Likely to grow as pressure to deliver cost effective care mounts

  1. Tessa Richards (tessarichards{at}compuserve.com), Associate editor
  1. BMJ

    Can healthcare providers improve the cost effectiveness of patient care by contracting out chunks to pharmaceutical companies? The evidence is equivocal, but the experiment is under way as drug companies move into chronic disease management.

    The theory is as follows. Systematic, integrated, evidence based, long term care of populations of patients with chronic, high cost diseases such as asthma, back pain, rheumatoid arthritis, dementia, and diabetes is more effective than episodic fragmented care of individuals. The incidence of acute episodes and complications associated with disease is reduced and quality of life improves.1 Better health outcomes reduce costs. Setting up “disease management” programmes that operate across the boundaries of primary, secondary, and community care requires high capital investment and state of the art information technology. Few health care providers can readily supply these. Pharmaceutical industries can. Hence the logic of contracting out services or setting up joint ventures.
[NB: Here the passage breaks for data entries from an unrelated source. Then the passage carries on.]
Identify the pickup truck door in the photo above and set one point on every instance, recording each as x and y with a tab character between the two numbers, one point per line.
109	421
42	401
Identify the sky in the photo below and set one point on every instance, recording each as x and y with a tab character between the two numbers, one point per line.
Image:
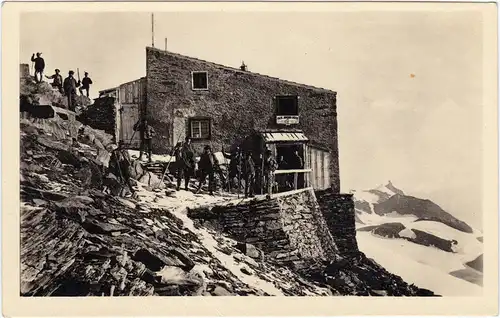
409	84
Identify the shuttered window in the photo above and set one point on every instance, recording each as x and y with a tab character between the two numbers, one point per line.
200	80
200	128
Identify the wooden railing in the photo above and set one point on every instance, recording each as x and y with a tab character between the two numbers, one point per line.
295	173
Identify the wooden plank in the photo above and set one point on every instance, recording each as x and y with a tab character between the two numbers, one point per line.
292	171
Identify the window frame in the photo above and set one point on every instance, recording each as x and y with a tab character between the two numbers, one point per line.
192	80
200	119
276	104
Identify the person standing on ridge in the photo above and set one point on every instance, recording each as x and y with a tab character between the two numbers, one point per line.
39	66
146	133
70	84
184	160
234	167
57	80
207	166
86	82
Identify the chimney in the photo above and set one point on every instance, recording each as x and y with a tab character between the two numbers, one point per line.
243	66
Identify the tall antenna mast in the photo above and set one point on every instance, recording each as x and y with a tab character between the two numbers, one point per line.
152	30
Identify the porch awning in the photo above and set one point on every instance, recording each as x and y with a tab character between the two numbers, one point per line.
284	136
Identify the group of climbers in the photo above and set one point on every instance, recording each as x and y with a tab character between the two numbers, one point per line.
242	167
68	87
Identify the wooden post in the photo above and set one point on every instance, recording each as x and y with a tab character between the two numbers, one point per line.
152	30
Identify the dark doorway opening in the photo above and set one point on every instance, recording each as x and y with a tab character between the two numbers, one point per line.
290	157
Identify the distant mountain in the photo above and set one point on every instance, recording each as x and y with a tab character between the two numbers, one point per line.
402	232
422	208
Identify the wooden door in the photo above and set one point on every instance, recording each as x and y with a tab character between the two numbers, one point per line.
129	116
319	160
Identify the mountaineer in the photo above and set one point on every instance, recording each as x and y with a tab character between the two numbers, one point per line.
146	133
57	80
119	165
39	66
70	84
184	163
86	82
234	166
248	169
207	166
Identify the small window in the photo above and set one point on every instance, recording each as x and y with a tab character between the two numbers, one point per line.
200	128
200	80
287	106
    The difference between shared care (as, for example, in diabetes and asthma in Britain), and disease management is essentially one of quality—and control. Commercial programmes are built on rigorous economic as well as medical knowledge of the entire course of disease. There is huge emphasis on efficient delivery systems, tight monitoring, continuing audit and quality assurance, prevention, patient education, and the use of continually refined protocols and guidelines. The staff employed to run the programmes are given intensive and continuing training and support.2

    In the past 10 years pharmaceutical companies in the United States and to a lesser extent in Europe have established various programmes. Many are for diabetic care but others include prenatal care, palliative care, management of end stage renal disease, and the care of patients with stroke. Programmes vary in size and scale, but several operate internationally and provide full services and products for each phase of care in a given disease.

    The extent to which Europe will follow the United States down this commercial route was recently debated by the European Health Policy Forum. Much depends on individual countries' healthcare systems. The scope for improving standards and reducing costs through disease management programmes is largest in countries such as Germany and Belgium where primary care is comparatively weak and the healthcare market is competitive, unregulated, and costly.

    One approach advocated is for providers to adopt the principles and practice of commercial disease management while remaining independent. The problem here is persuading health ministers that the investment in information technology and infrastructure is cost effective.3 This is not easy given that few data exist on the effect of disease management on overall health- care costs. Nevertheless, experience does suggest that, as well as improving disease control, these programmes are liked by patients and staff. One reason, according to Professor Cor Spreeuwenberg, director of primary health care studies, Maastricht University, may be that nurses assume the major role in provision of care. “Patients like seeing them and they tend to follow protocols better than doctors.”

    The fact that a third of European drug companies have, or are developing, disease management programmes suggests that industry at least sees a future in them. Start up costs are high but judged worthwhile in return for credibility and market advantage. Where collaborative ventures are set up with reputable provider units the prestige for the company is considerable. There is also a guaranteed market for products and the opportunity to collect valuable long term outcome data on unselected patient populations.

    “In the next few years we will see many more partnerships,” said Dr Johan Matthijs of Hoechst Marion Rousell, “not only between doctors and industry but between industry and governments too. One key factor that will determine the growth of disease management is how budgets are allocated. If they are set on a per capita basis the incentive is low, but when they are allocated per disease group the incentive rises rapidly. Another factor is the quality of information technology. These programmes require a common electronic record and fully computerised decision support and quality control systems.”

    As experience of disease management grows, more attention is being focused on the possible disadvantages. Medical “carve outs” that entail patients being directed to specialist units for one disease risk fragmentation of care, especially for patients with multiple unrelated pathology.4 Concern has been expressed that disease management is more of a marketing tool for the drug industry than an efficient way of delivering care.5 The jury is still out over whether reduced costs are sustained long term. Real concern also exists over whether professional independence can be guaranteed in commercially driven enterprises.

    Nevertheless, the pressure on governments to contain costs and foster evidence based, effective medical care is likely to encourage entrepreneurial collaboration between the health care sector and industry. Adoption and adaptation of its skills and technology may offer much.6 Providing that collaboration is fully transparent, patients seem unlikely to lose.